I’ve recently put blinders on and stopped seeking answers from others. (Generally speaking. There are the obvious exceptions.) This is mostly due to becoming extremely bored with people who like to tell everyone how much they know about a certain topic (myself included).
I’m instead focusing on things that get me thinking.
As a result, I quickly realized that I was overlooking some important insights that are baked into my own day-to-day life.
These are some of the things that I’m paying attention to (and how they apply to the work that I do):
Why my son loves Roblox.
- It feels like a small, immersive community (+ he plays while on FaceTime with his friends).
- This fascinates me from product and behavioral perspectives. There’s so much here. I’m mildly obsessed.
How I engage with podcasts.
- Long-form, deep and diverse conversations.
- Almost all non-business related. (Side note: I rarely consume any business-specific content these days, and virtually nothing associated with my industry.)
- I’m craving nuance and thought-provoking ideas.
How I feel about social feeds.
- They’re largely valueless and often spark negative emotions (mostly frustration).
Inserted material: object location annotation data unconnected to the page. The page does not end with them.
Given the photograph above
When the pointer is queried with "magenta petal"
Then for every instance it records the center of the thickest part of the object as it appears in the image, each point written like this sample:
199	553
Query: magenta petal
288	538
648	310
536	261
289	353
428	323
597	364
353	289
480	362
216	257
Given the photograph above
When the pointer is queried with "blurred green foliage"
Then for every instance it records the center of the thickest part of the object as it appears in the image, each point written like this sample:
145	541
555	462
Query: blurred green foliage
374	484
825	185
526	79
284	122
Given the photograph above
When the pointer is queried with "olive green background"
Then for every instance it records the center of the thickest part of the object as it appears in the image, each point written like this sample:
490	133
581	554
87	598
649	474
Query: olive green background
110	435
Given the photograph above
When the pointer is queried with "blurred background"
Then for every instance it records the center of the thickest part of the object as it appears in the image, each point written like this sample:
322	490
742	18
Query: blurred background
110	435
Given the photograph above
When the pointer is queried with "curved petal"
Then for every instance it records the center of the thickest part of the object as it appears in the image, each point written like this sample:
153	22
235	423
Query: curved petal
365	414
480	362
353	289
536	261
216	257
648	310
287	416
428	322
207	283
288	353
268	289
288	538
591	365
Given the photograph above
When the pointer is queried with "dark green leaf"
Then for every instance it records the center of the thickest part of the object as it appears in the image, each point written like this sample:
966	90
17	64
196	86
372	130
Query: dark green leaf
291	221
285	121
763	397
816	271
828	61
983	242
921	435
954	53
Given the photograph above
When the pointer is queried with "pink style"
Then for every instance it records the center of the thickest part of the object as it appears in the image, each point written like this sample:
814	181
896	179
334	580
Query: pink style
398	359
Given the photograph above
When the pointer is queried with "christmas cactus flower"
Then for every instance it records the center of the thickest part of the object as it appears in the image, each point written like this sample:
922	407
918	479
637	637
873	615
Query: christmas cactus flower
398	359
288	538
- There’s a desperate need for self curation.
- I created my own process for ignoring feeds altogether.
Conversations are bringing me immeasurably more value than creating content.
- This has caused a massive reevaluation of where I invest my time professionally.
Newsletters I can’t wait to read and the common thread between them.
- This has made me a believer in the power of the simple distribution of highly valuable, curated content.
- The more niche = the more valuable.
- A voluntary opt-in done right = massive trust.
How and where I share the things that I find valuable: products, ideas, content.
- This is a look inside of human behavior as it applies to marketing anything.
- This is putting incentives on display.
- This behavior is consistent across almost all business models, industries, and categories.
How much efficiency matters.
- As a busy person, efficiency dictates almost all of my choices.
- Does a choice/product/activity/relationship/food create more or less efficiency? That’s often my internal prompt.
My big takeaways:
- By taking a step back, looking at my behavior and the behavior of those around me, and thinking about it all within the context of my work, I might just tap into an opportunity that I’ve been overlooking.
- I value people who inspire me to think—and as a result, help me find my own answers. Because in the end, I’m the one with the context.
So here's something for you to consider:
Maybe seeking answers from others is causing you to miss what’s right in front of you.